Salas was fine, as was Sean Gilmartin  and his 88 MPH fastball, which got us to the bottom of the eighth, which encompassed the great tease of Thursday night. Curtis Granderson  doubled. Johnson singled. Bruce singled with a man on. The deficit was reduced to four runs, which is possible to eliminate with one swing under the right circumstances. When Flores walked, those circumstances arose. Michael Conforto , all crispy after his stay in Las Vegas, was the batter, having doubled in his first plate appearance and briefly embarrassed a clanking Yelich  in his third. Man, how perfect would it be if Conforto laced into a Kyle Barraclough  pitch and put a crooked number on the board?

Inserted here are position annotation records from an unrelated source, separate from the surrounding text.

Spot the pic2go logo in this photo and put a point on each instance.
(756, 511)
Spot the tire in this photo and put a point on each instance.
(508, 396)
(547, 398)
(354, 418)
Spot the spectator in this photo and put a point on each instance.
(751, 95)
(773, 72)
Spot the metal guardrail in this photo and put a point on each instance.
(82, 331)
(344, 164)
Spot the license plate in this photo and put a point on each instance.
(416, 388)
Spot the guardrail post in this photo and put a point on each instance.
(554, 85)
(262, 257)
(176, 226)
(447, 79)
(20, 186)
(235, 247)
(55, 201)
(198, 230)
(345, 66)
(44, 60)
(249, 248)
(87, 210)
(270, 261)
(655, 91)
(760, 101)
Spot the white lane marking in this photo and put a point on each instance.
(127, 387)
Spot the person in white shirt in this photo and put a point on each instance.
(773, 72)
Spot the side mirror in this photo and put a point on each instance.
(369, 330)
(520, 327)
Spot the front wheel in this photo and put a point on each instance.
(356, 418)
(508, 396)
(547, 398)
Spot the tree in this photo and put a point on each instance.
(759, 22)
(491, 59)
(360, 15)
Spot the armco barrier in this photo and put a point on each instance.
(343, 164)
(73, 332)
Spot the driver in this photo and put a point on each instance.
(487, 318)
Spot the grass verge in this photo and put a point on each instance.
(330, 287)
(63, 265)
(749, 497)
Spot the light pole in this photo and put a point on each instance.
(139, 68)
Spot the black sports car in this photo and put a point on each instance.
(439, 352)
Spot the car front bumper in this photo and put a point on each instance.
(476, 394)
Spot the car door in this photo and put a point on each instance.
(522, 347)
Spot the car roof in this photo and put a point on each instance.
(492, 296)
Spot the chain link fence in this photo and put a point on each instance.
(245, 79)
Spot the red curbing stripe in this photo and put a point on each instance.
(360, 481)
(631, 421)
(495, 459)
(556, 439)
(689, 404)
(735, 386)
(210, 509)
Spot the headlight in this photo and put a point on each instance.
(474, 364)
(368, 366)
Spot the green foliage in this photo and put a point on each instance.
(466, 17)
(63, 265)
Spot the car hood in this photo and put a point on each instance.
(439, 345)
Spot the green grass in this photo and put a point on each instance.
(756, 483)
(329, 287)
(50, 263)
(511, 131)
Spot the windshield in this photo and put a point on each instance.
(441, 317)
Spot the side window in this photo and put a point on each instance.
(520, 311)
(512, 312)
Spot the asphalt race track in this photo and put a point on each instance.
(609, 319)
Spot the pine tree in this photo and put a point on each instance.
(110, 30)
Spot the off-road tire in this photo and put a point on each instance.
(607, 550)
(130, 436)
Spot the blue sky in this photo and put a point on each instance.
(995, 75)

That’s not a rhetorical question. I really don’t know how perfect it would be because it failed to occur. Michael, bless his heart, he’s got to be the sickest man in America . Instead of doing anything that would have been remotely helpful, he grounded to Barraclough, who took a big bite out of our rally by turning it into a 1-2-3 double play. We still had second and third, and still had Cespedes the Lion King pinch-hitting, but even Send In The Clowns, Official Party Provider of the New York Mets, suggested we could follow Dandy Don Meredith’s advice and turn out the lights. Cespedes went down swinging.
The great tease was over, though a modest tease loitered in the ninth. D’Arnaud reached on an overturned call at first — do umpires even watch plays anymore? — and Cabrera, temporarily cast as a pinch-hitter, homered. It was 6-4. I looked forward to Bruce coming up with a runner on and making me eat my fatalistic words, but our last glimpse at him was in the on-deck circle as the third of three hasty outs was recorded.
Nevertheless, the baseball equivalent of the 28-hour Texarkana-to-Atlanta trail from Smokey and the Bandit  is in progress. You don’t need GPS to understand the logistics. We’ve got a long way to go and a short time to get there. Maybe we can still make it if we can keep the Trans Am in one piece.
For another perspective on this very same game that no doubt you can’t get enough of, I recommend a visit to the exceedingly excellent Shea Bridge Report , whose gifted resident author, James Schapiro, joined me Thursday at Citi Field. We spent much of our pregame sorting through the detritus of imploded relievers from the previous decade, but unlike our rear-row neighbor, at least we waited for them to implode before picking over their bones. I don’t know what Fernando Salas will do for the Mets between now and October 2 (or beyond, knock wood), but based on recollections raised from James’s and my conversation, I’d already rank him ahead of Ricardo Rincon , Aaron Sele  and Ambiorix Burgos , with Luis Ayala  and Scott Schoeneweis  in plain sight.